Cobertor novo, cereja de bolo
- É festa na casa!
E foram tantas as valsas francesas, acompanhadas de acordeões,
Que dançamos sobre seus acordes corporais.

Grato pela visita
Fico preparado, pois também tens tua casa.
Que visita!
As férias acabaram
Outubro já vem em cima
Até mais ver, olhos lambuzados. 

Noite

É noite
Os pássaros dormem
Não cantam mais

É noite
A escuridão abocanha todas as estrelas
Que para que não sejam absorvidas
Brilham o mais forte que podem

É noite
Tranco-me em minha própria noite
Trocando pensamentos, com as minhas estrelas
Mostrando que o meu vazio noturno
Preenche-me de ilusões.

Cinemática desse encontro

Ela veio a 80Km por hora
Esperou a brisa permear
Brincou, misturou seu perfume ao suor
Voltou com a mesma velocidade que veio

Mas pra mim que estava de fora
Segundo Cinemática
Partiu como fuga
Ano luz por hora
Sem direito a um triz de despedida.

Beauvoir com arroz e Sartre com feijão.

A tua liberdade vive crua
Sem preparo, sem legumes
Vendida em hipermercados
Instantânea, pouco durável, vive de pseudalismos.
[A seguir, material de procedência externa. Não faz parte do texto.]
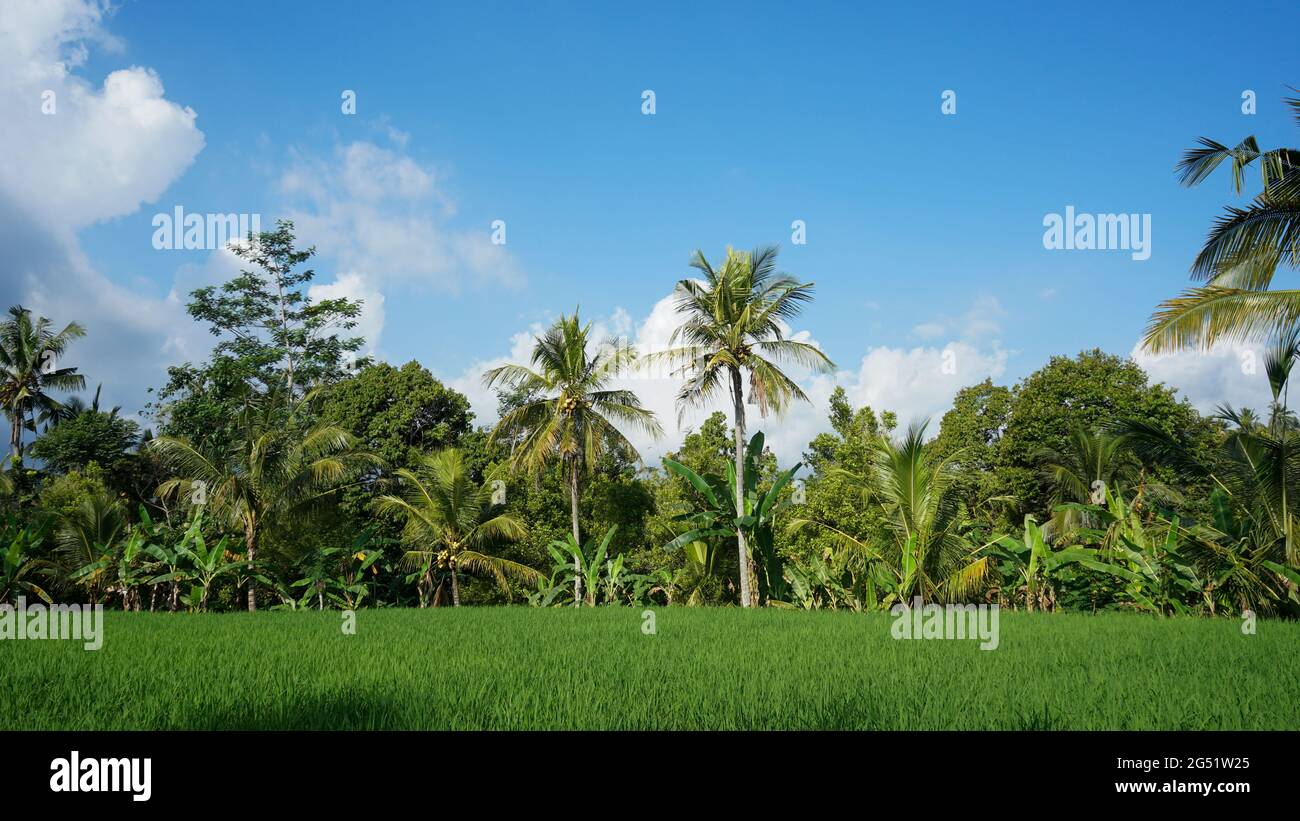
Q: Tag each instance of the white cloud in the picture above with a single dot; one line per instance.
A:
(104, 150)
(1226, 373)
(371, 322)
(100, 155)
(381, 214)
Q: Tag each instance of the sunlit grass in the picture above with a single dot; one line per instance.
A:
(518, 668)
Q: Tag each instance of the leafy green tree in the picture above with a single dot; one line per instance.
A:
(85, 435)
(567, 412)
(29, 370)
(735, 324)
(398, 413)
(87, 537)
(451, 522)
(1091, 463)
(20, 565)
(974, 428)
(927, 551)
(267, 320)
(1242, 252)
(271, 472)
(1093, 391)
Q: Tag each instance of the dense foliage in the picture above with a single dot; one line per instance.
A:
(284, 472)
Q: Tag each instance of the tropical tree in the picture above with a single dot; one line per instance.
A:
(1039, 567)
(1091, 463)
(29, 370)
(86, 539)
(20, 568)
(586, 563)
(754, 515)
(272, 472)
(451, 522)
(931, 555)
(735, 325)
(570, 413)
(1240, 255)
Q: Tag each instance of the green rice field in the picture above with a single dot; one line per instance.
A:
(703, 669)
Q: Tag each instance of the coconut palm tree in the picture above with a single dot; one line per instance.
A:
(87, 537)
(1240, 255)
(29, 357)
(928, 556)
(451, 522)
(272, 470)
(1091, 463)
(735, 325)
(570, 413)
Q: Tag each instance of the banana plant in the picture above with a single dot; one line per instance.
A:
(1039, 567)
(18, 570)
(169, 568)
(755, 513)
(338, 574)
(1147, 556)
(814, 586)
(206, 565)
(583, 563)
(614, 580)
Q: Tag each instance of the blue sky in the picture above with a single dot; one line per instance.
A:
(923, 230)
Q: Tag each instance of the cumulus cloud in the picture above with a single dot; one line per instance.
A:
(77, 153)
(355, 287)
(73, 153)
(382, 216)
(1227, 373)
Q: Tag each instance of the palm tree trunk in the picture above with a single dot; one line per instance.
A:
(16, 438)
(739, 403)
(577, 538)
(251, 543)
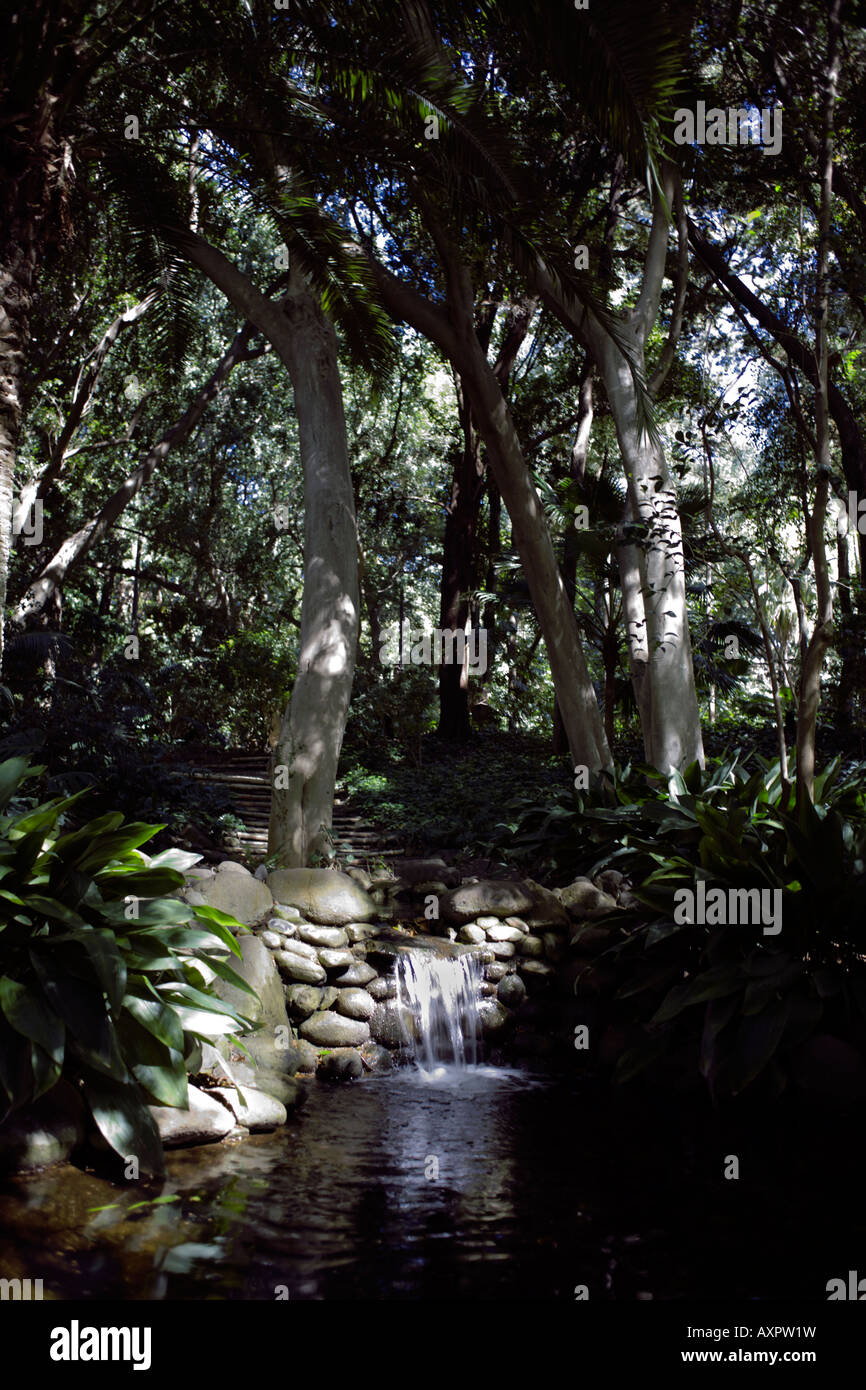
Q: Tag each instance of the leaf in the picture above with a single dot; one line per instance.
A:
(125, 1122)
(31, 1016)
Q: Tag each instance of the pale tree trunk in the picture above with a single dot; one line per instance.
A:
(672, 734)
(53, 574)
(306, 756)
(822, 634)
(669, 706)
(310, 737)
(455, 334)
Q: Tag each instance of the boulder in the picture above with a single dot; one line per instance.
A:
(330, 1029)
(299, 948)
(512, 991)
(256, 1111)
(473, 933)
(502, 898)
(234, 890)
(384, 987)
(494, 1016)
(495, 970)
(323, 895)
(334, 959)
(257, 968)
(357, 973)
(417, 872)
(355, 1004)
(341, 1065)
(583, 900)
(205, 1122)
(531, 945)
(376, 1058)
(503, 933)
(317, 937)
(298, 969)
(45, 1132)
(302, 1000)
(391, 1025)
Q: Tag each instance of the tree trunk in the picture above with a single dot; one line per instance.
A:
(672, 736)
(458, 574)
(306, 756)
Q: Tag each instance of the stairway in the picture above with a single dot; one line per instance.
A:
(245, 776)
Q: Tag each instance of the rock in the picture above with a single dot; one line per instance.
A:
(546, 908)
(495, 970)
(323, 895)
(494, 1016)
(610, 881)
(332, 1029)
(281, 927)
(234, 890)
(205, 1122)
(323, 936)
(307, 1057)
(360, 931)
(535, 970)
(583, 900)
(473, 933)
(384, 987)
(531, 945)
(376, 1058)
(45, 1132)
(553, 945)
(512, 991)
(299, 948)
(252, 1108)
(355, 1004)
(420, 872)
(335, 959)
(342, 1065)
(391, 1025)
(302, 1000)
(282, 909)
(298, 969)
(503, 933)
(496, 897)
(257, 968)
(278, 1084)
(357, 973)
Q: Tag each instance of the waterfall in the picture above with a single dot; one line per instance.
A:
(441, 991)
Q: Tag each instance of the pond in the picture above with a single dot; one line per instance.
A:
(478, 1183)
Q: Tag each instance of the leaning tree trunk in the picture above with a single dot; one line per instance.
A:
(307, 751)
(672, 736)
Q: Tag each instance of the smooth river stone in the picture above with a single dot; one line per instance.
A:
(355, 1004)
(501, 933)
(332, 959)
(357, 973)
(323, 936)
(298, 969)
(332, 1029)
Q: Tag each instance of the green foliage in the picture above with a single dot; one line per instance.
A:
(100, 976)
(727, 1002)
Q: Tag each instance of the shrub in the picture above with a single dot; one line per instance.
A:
(99, 979)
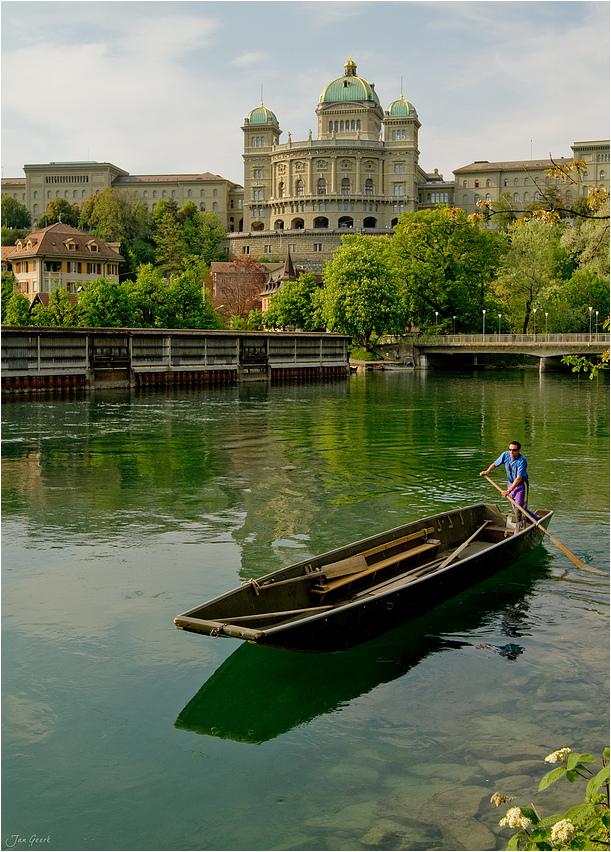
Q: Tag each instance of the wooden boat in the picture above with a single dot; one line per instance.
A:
(349, 595)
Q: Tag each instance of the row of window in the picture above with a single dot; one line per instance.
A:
(321, 188)
(78, 267)
(67, 179)
(516, 181)
(345, 126)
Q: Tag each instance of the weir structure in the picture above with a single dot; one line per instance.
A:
(90, 358)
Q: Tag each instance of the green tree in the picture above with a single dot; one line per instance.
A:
(446, 263)
(105, 303)
(60, 311)
(296, 304)
(14, 214)
(8, 288)
(187, 303)
(361, 296)
(167, 236)
(60, 210)
(17, 310)
(149, 298)
(532, 271)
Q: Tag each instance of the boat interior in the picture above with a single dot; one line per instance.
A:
(374, 566)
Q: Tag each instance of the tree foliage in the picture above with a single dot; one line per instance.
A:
(14, 214)
(296, 304)
(361, 296)
(446, 264)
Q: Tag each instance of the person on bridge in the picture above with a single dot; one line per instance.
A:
(517, 477)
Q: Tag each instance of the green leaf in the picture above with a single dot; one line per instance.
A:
(530, 814)
(577, 813)
(596, 782)
(552, 776)
(576, 758)
(550, 820)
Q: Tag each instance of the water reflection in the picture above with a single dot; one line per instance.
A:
(259, 693)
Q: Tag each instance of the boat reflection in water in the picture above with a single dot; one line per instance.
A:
(259, 693)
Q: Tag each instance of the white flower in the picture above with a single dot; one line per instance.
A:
(555, 756)
(515, 819)
(562, 832)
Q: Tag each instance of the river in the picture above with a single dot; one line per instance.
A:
(121, 511)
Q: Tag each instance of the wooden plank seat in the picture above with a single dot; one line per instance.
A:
(363, 569)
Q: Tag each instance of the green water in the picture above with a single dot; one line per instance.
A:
(119, 512)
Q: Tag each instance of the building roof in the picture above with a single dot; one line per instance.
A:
(349, 88)
(53, 240)
(261, 115)
(401, 107)
(510, 165)
(158, 178)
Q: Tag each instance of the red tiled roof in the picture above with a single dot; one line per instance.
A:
(50, 242)
(511, 165)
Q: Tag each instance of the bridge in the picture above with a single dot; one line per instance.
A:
(461, 350)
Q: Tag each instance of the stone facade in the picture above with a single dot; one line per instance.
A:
(525, 181)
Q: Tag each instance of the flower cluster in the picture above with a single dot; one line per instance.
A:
(514, 818)
(555, 756)
(562, 832)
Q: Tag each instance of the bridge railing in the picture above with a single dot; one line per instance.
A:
(483, 339)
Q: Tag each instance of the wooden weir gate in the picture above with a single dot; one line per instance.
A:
(47, 358)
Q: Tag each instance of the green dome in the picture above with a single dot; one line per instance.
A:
(401, 107)
(348, 88)
(261, 115)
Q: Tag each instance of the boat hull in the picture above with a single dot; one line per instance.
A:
(328, 623)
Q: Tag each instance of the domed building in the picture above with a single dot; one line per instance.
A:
(359, 174)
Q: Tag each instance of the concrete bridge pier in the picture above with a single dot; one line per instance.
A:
(551, 364)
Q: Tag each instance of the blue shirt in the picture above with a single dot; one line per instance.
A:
(514, 467)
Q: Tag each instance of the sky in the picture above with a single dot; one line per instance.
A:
(164, 87)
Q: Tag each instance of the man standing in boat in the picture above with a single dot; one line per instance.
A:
(517, 477)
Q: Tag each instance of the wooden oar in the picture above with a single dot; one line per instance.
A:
(558, 544)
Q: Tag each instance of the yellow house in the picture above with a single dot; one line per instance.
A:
(60, 256)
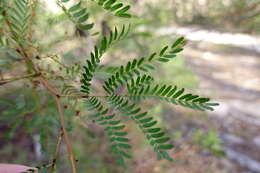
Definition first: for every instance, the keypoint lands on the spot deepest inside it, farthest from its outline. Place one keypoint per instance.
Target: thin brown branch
(66, 137)
(57, 150)
(8, 80)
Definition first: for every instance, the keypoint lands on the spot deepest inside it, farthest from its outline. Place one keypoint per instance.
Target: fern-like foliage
(142, 65)
(77, 14)
(146, 123)
(171, 94)
(99, 50)
(135, 76)
(18, 20)
(118, 8)
(113, 128)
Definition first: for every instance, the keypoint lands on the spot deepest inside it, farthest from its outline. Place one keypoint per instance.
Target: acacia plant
(123, 90)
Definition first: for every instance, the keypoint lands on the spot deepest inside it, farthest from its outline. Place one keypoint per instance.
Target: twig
(66, 137)
(8, 80)
(56, 154)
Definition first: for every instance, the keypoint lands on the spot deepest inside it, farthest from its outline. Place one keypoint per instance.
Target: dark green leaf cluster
(118, 8)
(135, 76)
(99, 50)
(146, 123)
(78, 15)
(114, 129)
(139, 82)
(18, 17)
(142, 65)
(173, 95)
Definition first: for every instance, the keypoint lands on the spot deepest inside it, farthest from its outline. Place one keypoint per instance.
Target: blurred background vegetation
(205, 142)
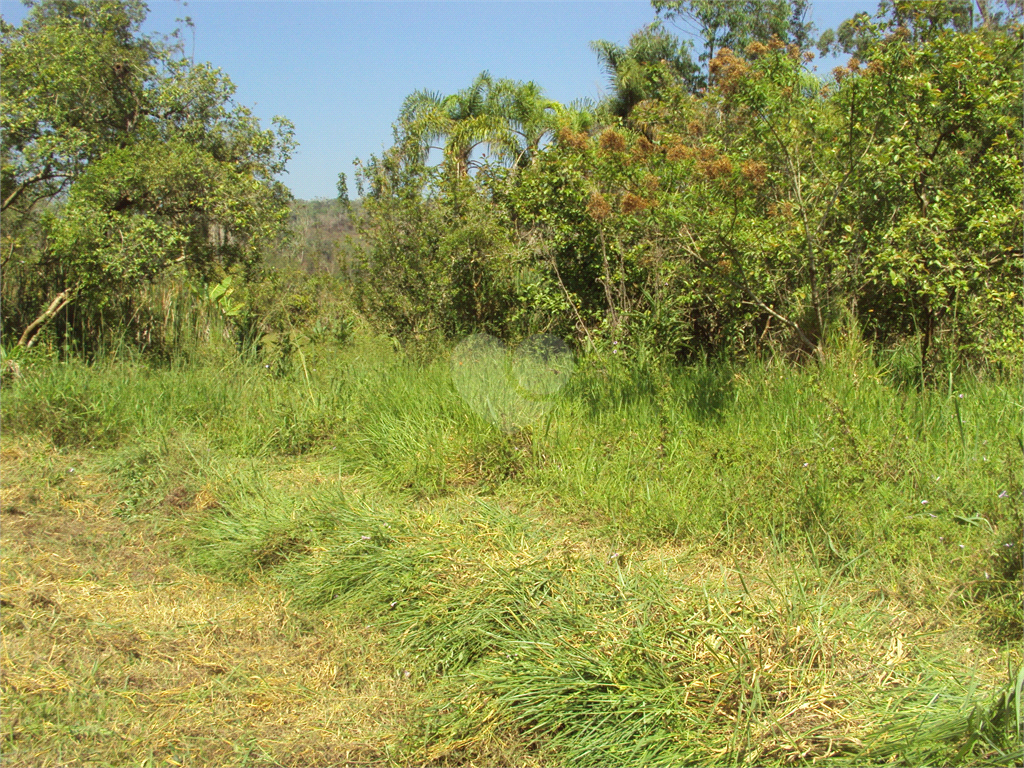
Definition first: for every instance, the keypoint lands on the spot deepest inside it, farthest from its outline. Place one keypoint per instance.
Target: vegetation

A tua liberdade permeia entre a libertinagem matinal
Mas a de hoje, é mistura de almoço
Cozida com espinafres, feijão e salsa.

Precisa ser mastigada, saboreada
Cuspida, se não lhe agradar o tempero
Mas com almoço futuro.

Tua fome de liberdade não pode ser prato feito. 

Vagão

Se você me espera?
Não sei, não preciso saber

Me parece, que a distância te reclama
Dentro de cada vagão,
Parada de ônibus, e olhares possíveis.

Silencio
Mas é dentro do meu silêncio onde mais te chama
Não és gritada, e sim declamada
Por cada palavra não dita a ti, da minha boca

Até mesmo esse poema é um silêncio
De valor, sem valor
Que não ouves, que ouves

Quando queres.

Morceguinha

Sei, não sou nem além nem aqui
Sou de cá, sou de ti por tantas vezes
Um contrato lançado ao fogo
Cheiro a teu perfume a cada volta
E espero que a cada ida, esteja em ti algo meu

Não que seja teu ou minha
Mas cabe por vezes o desejo de ser
Posse, desimpedida, ocupa e apropria
Não sou divino, sou fraco a teus dizeres corpúsculos
E meu corpo grita:
- Quero ser teu e tu minha!

Ah, mas exista, não se afaste
Não desista, enlace
Desista das horas
Mais ternura nas calçadas alheias

Querer te ver alojada, um dia
Somente na minha blusa dos Beatles
Enquanto um som de guitarra ao fundo
suavemente choraria...

- ah morceguinha!

Os ouvidos escutam de perto, as palavras das línguas

Agora, é a construção

Veja como estou
partido por partir..
Nada! Nada se parte,
tudo é continuidade.

Preparei-me em alguns blocos
prontos pra construir
Deparei-me de novo
não contigo, e aí...

Me presenteei, com o presente!

Convite

Vem, fica e me explica
porque insisto que fiques
Vem, põe essa saia que tanto gostas
que eu me enrolo nessas bordas
me enlaço em tu feito fita

Quero te dizer, por meio desses trapos desmedidos
que traços do seu rosto percorrem e contornam
todos os meus poemas, e tenho dito

Ficas
Preparei um canto no quarto
tem garrafa d'água, pipoca e café
o que quiser
Um filme lá se reproduz
enquanto uma cena de amor
em outro canto do quarto se produz.

Água e sal

Brotam
De todos os lugares e partes
Das linhas do meu corpo
Aos laços da alma
As lágrimas

Então chuva choro
Encho-me
Preparo meu barco
Navego no mar chorado
Direcionado pela direção
Dos suspiros suspirados

Esse mar leva-me à terra firme
Mas sem vislumbramentos
Só sigo

Incolor

Tu
Que sugaste a cor dos olhos meus
Pelo suspiro doce, beijo florido
Agora
Tomo a cor dos olhos teus
Para que possam preencher o vazio
Que por esses dias meus olhos secos
Naquela calçada ficaram.

Surra à Pátria

Meus olhos estão vidrados
Rachados, trincados.
Pelo soco levado
Da minha pátria amada
Que antes fingia me afagar
E agora, me cala com um soco no estômago.

Trincado olhar
Veja duas bandeiras, duas moedas, duas gentes
Uma sem chão, desde o barro ao sentimento
Outra marcada por um egoísmo vigente, sem dente
agora estou, um soco na boca agora me restou

Ah povo, por que tanto a roda gira
E teima em passar por cima dos nossos pés?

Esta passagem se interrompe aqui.